Le Royaume du Maroc et le Royaume hachémite de Jordanie ont concrétisé, le vendredi 28 août 2026 à Rabat, la signature d’un accord d’extradition. Cette initiative stratégique vise à intensifier la coopération judiciaire bilatérale et à consolider les cadres juridiques et institutionnels qui la régissent.
Cet accord historique a été paraphé par Abdellatif Ouahbi, ministre marocain de la Justice, et son homologue jordanien, Bassam Samir Al-Talhouni. La cérémonie est intervenue à l’issue d’une série de discussions approfondies, axées sur l’optimisation des relations judiciaires entre les deux nations.
Les échanges ont principalement porté sur le renforcement de la coordination ainsi que sur le partage d’expertises et de bonnes pratiques dans diverses sphères du système judiciaire.
Un cadre légal pour le transfert de personnes recherchées
L’accord d’extradition s’inscrit comme un pilier fondamental de cette coopération. Il institue un cadre juridique précis pour le transfert entre le Maroc et la Jordanie des individus visés par des procédures judiciaires ou recherchés pour l’exécution de peines. Ce dispositif respectera scrupuleusement les législations nationales respectives et les engagements juridiques de chaque partie.
L’objectif clair est d’établir des mécanismes transparents et opérationnels pour le traitement des requêtes d’extradition, particulièrement dans les dossiers exigeant une collaboration étroite entre les autorités judiciaires marocaines et jordaniennes.
Pour le ministre marocain de la Justice, Abdellatif Ouahbi, la signature de cet accord représente une avancée significative dans la consolidation de la coopération judiciaire entre Rabat et Amman. Il a souligné que cette démarche incarne la volonté commune des deux pays de développer et d’actualiser les instruments juridiques et institutionnels encadrant leur collaboration dans ce domaine.
Monsieur Ouahbi a également mis en exergue le potentiel de l’accord pour améliorer la coordination entre les autorités compétentes des deux États et pour faciliter la coopération dans les affaires nécessitant une action judiciaire concertée.
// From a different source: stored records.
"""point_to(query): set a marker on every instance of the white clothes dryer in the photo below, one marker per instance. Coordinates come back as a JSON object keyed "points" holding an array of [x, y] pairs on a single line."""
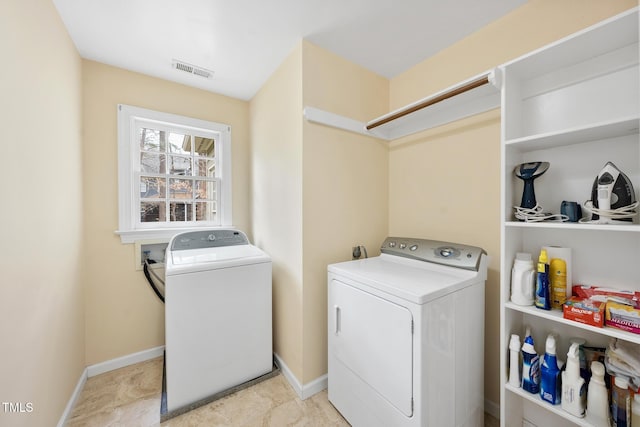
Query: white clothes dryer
{"points": [[406, 335], [217, 314]]}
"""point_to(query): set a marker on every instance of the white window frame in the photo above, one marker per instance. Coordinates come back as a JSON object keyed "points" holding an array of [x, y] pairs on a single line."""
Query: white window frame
{"points": [[130, 228]]}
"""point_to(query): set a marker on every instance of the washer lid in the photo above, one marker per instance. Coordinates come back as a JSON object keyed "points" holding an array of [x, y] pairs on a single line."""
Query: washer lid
{"points": [[415, 281], [187, 261]]}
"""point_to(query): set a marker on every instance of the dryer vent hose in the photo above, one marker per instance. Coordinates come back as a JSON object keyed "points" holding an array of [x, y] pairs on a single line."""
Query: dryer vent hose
{"points": [[148, 273]]}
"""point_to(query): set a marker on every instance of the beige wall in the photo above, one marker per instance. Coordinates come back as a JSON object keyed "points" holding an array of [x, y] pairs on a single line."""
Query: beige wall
{"points": [[345, 185], [41, 293], [123, 315], [445, 183], [276, 192]]}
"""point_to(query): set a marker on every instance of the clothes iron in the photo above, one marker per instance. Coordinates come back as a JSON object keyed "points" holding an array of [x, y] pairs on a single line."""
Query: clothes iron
{"points": [[612, 197]]}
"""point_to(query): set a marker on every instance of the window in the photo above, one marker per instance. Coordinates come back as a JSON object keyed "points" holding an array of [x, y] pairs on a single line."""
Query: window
{"points": [[174, 173]]}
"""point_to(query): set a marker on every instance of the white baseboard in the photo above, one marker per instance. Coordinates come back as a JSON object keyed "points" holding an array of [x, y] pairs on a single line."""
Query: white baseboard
{"points": [[303, 391], [74, 399], [121, 362], [100, 368], [492, 408]]}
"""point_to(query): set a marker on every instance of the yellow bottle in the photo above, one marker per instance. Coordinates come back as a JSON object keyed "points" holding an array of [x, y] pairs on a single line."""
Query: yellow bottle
{"points": [[558, 282]]}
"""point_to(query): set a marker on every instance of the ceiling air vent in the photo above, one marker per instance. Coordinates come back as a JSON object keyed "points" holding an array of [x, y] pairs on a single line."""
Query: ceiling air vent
{"points": [[192, 69]]}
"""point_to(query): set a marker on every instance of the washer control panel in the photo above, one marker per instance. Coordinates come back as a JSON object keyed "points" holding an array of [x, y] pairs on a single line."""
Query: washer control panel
{"points": [[446, 253], [212, 238]]}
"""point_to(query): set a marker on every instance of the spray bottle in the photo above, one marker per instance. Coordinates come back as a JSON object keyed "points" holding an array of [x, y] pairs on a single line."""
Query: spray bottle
{"points": [[598, 397], [514, 361], [530, 365], [573, 386], [558, 282], [543, 298], [550, 373]]}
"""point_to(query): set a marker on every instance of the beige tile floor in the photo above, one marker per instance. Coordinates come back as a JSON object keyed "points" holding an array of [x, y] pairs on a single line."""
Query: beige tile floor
{"points": [[130, 397]]}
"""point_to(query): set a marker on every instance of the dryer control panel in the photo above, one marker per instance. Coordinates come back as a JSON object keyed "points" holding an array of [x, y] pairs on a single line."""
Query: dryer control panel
{"points": [[435, 251]]}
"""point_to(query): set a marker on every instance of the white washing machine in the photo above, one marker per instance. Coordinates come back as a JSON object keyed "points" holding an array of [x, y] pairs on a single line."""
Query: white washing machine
{"points": [[406, 335], [217, 315]]}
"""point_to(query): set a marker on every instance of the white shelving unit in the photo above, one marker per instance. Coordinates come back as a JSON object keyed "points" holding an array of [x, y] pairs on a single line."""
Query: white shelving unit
{"points": [[576, 105]]}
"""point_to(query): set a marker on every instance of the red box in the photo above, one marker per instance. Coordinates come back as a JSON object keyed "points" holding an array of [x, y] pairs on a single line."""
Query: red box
{"points": [[584, 311]]}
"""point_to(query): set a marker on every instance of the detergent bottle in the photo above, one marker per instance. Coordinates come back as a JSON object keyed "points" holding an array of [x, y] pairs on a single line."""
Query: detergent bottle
{"points": [[523, 280], [573, 385], [530, 365], [543, 297], [550, 373], [514, 361], [598, 397]]}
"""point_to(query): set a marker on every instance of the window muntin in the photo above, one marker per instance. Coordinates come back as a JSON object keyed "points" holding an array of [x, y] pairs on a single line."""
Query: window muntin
{"points": [[176, 175], [178, 172]]}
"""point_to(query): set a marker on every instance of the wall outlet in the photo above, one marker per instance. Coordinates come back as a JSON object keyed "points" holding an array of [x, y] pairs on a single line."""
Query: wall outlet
{"points": [[154, 248]]}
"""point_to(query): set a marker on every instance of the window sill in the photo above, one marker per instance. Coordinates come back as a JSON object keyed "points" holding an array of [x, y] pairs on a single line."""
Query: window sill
{"points": [[157, 234]]}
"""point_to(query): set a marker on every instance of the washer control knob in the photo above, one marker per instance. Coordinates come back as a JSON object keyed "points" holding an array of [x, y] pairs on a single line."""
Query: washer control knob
{"points": [[446, 252]]}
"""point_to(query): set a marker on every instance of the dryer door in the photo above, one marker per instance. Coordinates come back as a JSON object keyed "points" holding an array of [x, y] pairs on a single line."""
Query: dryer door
{"points": [[373, 337]]}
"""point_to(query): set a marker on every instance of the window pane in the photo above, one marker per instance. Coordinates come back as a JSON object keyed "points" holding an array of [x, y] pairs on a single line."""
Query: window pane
{"points": [[152, 212], [205, 189], [153, 163], [179, 165], [204, 146], [180, 189], [151, 139], [206, 211], [180, 211], [179, 143], [205, 167], [151, 187]]}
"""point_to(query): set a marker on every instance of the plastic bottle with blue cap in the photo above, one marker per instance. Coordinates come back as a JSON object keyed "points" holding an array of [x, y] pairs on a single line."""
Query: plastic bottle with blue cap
{"points": [[530, 365]]}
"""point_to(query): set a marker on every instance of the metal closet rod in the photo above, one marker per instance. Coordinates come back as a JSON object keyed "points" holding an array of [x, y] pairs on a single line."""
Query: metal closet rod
{"points": [[450, 94]]}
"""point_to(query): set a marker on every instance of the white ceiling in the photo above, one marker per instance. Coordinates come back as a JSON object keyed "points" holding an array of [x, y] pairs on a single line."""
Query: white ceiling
{"points": [[244, 41]]}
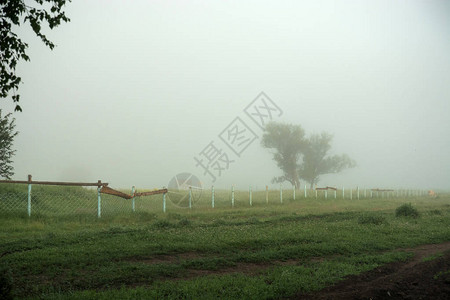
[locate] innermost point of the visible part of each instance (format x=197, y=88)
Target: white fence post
x=29, y=196
x=212, y=196
x=164, y=202
x=232, y=196
x=99, y=200
x=133, y=207
x=281, y=193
L’objectif ultime étant de renforcer l’efficacité de la justice et d’accroître la confiance mutuelle entre les institutions judiciaires des deux nations.
De son côté, le ministre jordanien de la Justice, Bassam Samir Chahada Al-Talhouni, a salué l’importance capitale de cet accord pour l’ancrage de la coopération judiciaire et juridique entre la Jordanie et le Maroc.
Il a par ailleurs mis en lumière la qualité des liens fraternels unissant les deux pays, insistant sur la nécessité de poursuivre le développement des mécanismes de coopération et l’intensification des échanges d’expertises et d’expériences dans les secteurs d’intérêt commun.
Cet accord s’inscrit donc dans la dynamique partagée par Rabat et Amman de fortifier leur coopération judiciaire et de consolider les outils juridiques et institutionnels qui structurent leurs relations dans ce domaine crucial.